On Easter weekend, a team of more than 100 people will stage a large-scale traditional Passion Play below the backdrop of Edinburgh Castle.
The Edinburgh Easter Play will be performed at 2pm on Saturday 8 April (Easter Saturday) in Princes Street Gardens West.
This year, for the first time in six years, the play will be a large-scale Passion Play in traditional costume.
Over 100 people are involved in creating the play, including actors, costume-makers, stewards and technicians, making the Edinburgh Easter Play one of the largest community theatre productions in Scotland.
The Easter Play has staged a new version of the story in Princes Street Gardens every year since 2005, attracting audiences of up to 3,000 people.
Director Suzanne Lofthus said: “Increasingly people don’t really know the story. This year, we are producing a large-scale traditional Passion Play because we wanted to go back and tell the story with a really clear narrative.
“We’re not there to preach or say one way is better than another, but this is one of the greatest stories in the world, and it has relevance in whatever time we’re living in.
“Creating a traditional Passion Play is a major undertaking, with a big cast and lots of costumes and props, but it’s also a real spectacle – it’s something people won’t forget.”
And, Lofthus adds, there is a twist in the tale: the traditionally male narrator’s role is being taken by Mary Magdalene. She said: “The narrator in a Passion Play is usually male, but I wanted to underline the fact that Jesus had lots of women followers too. We are seeing the story through her eyes, seeing how it affected her life.”

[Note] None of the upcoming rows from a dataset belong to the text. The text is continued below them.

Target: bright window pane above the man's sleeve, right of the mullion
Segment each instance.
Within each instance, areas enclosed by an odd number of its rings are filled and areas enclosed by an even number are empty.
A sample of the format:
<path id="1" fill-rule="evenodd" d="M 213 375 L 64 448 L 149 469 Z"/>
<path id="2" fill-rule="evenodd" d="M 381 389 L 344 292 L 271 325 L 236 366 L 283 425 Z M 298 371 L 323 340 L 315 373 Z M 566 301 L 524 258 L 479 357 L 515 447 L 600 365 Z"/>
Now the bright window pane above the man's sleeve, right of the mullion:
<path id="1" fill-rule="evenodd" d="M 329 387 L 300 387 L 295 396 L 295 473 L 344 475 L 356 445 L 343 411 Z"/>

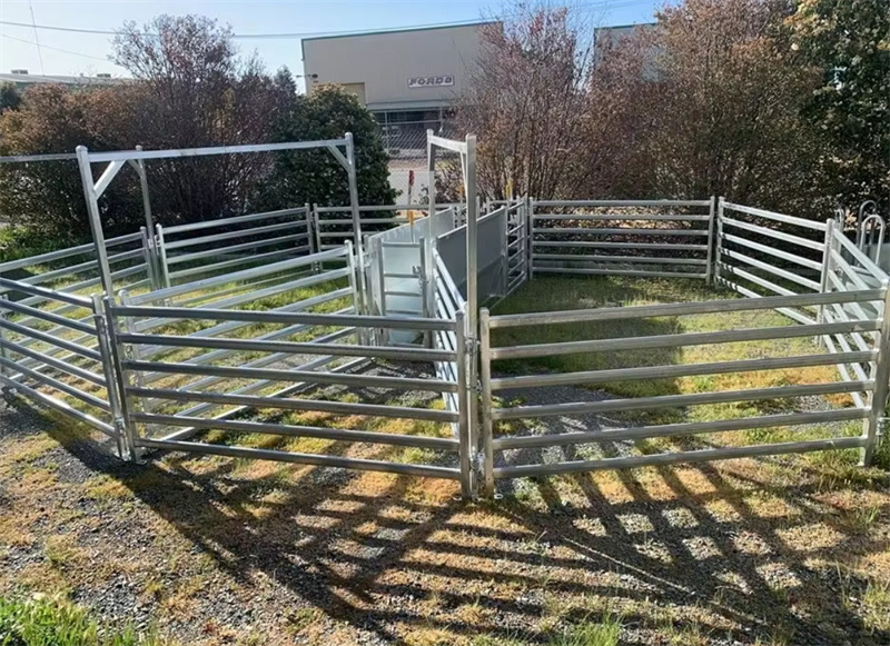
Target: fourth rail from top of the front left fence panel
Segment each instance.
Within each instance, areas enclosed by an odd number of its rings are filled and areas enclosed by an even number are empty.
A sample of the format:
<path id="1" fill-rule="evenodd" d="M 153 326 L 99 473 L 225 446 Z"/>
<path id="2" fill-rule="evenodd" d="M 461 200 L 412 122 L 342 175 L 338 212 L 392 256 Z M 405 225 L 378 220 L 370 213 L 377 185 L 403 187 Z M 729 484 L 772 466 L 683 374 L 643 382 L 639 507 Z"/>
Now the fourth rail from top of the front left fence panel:
<path id="1" fill-rule="evenodd" d="M 202 401 L 222 406 L 246 406 L 248 408 L 276 408 L 280 410 L 317 410 L 339 415 L 364 415 L 368 417 L 395 417 L 403 419 L 426 419 L 429 421 L 457 421 L 457 416 L 448 410 L 433 408 L 412 408 L 405 406 L 383 406 L 374 404 L 354 404 L 347 401 L 327 401 L 324 399 L 281 399 L 257 397 L 253 395 L 230 395 L 222 392 L 205 392 L 169 388 L 127 388 L 130 395 L 151 397 L 170 401 Z M 146 421 L 145 419 L 142 421 Z M 172 426 L 194 426 L 191 424 Z M 362 431 L 365 433 L 365 431 Z M 392 434 L 380 434 L 390 437 Z"/>

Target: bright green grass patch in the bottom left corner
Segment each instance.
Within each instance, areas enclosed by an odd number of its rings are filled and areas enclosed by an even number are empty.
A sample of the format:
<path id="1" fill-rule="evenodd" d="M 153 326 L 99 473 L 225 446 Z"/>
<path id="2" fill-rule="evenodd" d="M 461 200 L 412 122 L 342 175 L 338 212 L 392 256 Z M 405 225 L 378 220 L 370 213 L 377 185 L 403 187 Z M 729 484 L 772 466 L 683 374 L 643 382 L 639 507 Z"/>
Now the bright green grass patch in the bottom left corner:
<path id="1" fill-rule="evenodd" d="M 2 646 L 164 646 L 152 633 L 103 626 L 61 597 L 0 597 Z"/>

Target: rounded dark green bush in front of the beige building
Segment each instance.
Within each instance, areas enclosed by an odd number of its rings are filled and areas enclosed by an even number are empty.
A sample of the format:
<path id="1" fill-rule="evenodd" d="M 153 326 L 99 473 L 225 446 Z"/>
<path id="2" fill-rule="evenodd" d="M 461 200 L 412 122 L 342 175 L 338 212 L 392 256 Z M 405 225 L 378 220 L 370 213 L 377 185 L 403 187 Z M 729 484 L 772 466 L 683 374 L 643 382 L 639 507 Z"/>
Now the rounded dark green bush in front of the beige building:
<path id="1" fill-rule="evenodd" d="M 279 83 L 285 85 L 286 80 L 280 78 Z M 310 97 L 295 97 L 290 110 L 277 122 L 275 138 L 277 141 L 340 139 L 345 132 L 352 132 L 355 142 L 359 202 L 395 203 L 396 191 L 389 186 L 388 156 L 380 128 L 354 95 L 337 86 L 318 86 Z M 268 208 L 306 202 L 348 205 L 346 171 L 327 150 L 278 153 L 260 200 Z"/>

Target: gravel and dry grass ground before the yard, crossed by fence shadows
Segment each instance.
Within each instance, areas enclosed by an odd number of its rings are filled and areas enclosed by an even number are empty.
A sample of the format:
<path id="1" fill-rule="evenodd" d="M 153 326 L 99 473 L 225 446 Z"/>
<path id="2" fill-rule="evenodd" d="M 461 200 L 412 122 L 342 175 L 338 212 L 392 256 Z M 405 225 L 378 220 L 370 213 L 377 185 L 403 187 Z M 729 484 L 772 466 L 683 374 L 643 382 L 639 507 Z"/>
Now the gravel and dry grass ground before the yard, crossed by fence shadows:
<path id="1" fill-rule="evenodd" d="M 605 398 L 560 390 L 505 396 Z M 517 433 L 619 426 L 553 418 Z M 514 497 L 469 504 L 452 483 L 380 474 L 181 454 L 123 464 L 4 405 L 0 592 L 65 587 L 108 622 L 208 646 L 546 643 L 603 612 L 623 616 L 622 644 L 888 644 L 867 594 L 883 580 L 869 575 L 890 572 L 887 478 L 825 478 L 792 460 L 735 460 L 521 480 Z"/>

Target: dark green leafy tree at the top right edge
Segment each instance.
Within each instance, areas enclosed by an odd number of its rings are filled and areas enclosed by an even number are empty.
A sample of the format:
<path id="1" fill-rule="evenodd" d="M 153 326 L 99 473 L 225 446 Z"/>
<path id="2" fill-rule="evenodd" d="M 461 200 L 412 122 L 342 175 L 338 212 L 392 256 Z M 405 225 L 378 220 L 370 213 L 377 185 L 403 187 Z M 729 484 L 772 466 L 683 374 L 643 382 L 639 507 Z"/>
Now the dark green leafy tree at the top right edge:
<path id="1" fill-rule="evenodd" d="M 825 133 L 825 156 L 850 207 L 890 210 L 890 0 L 800 0 L 788 20 L 794 47 L 820 74 L 803 109 Z"/>

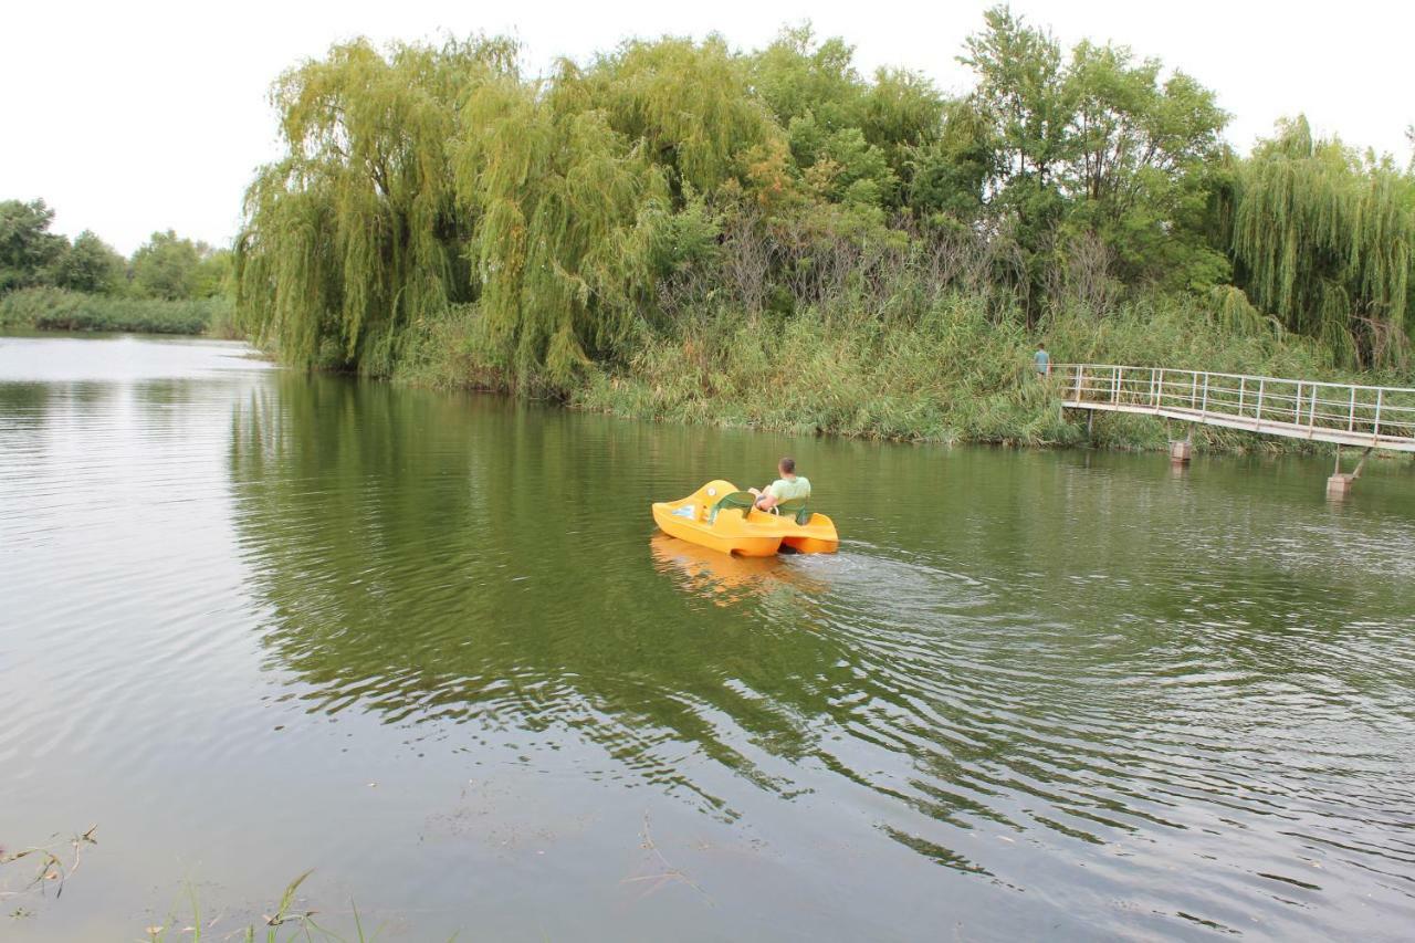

The first Easter Play was performed in Princes Street Gardens in 2005. Past productions have included a series of monologues by characters on the fringes of the story and a hard-hitting contemporary production set in a near-future Scotland.
In 2021, when covid-19 restrictions prevented a live performance, the play was redeveloped as an audio play and a series of short films, Scenes from the Passion, were made under lockdown conditions. These were enjoyed by some 5,000 people online.
The 2022 play, Hope Rises, which imagined the story being told by a group of refugees, was one of the first outdoor performances in Edinburgh city centre as restrictions lifted.
The Edinburgh Easter Play is a production of Cutting Edge Theatre. Cutting Edge, which offers training in performing arts for disabled people through its INSPIRE programme, is making this year’s production the most inclusive to date with integrated BSL interpretation and audio description.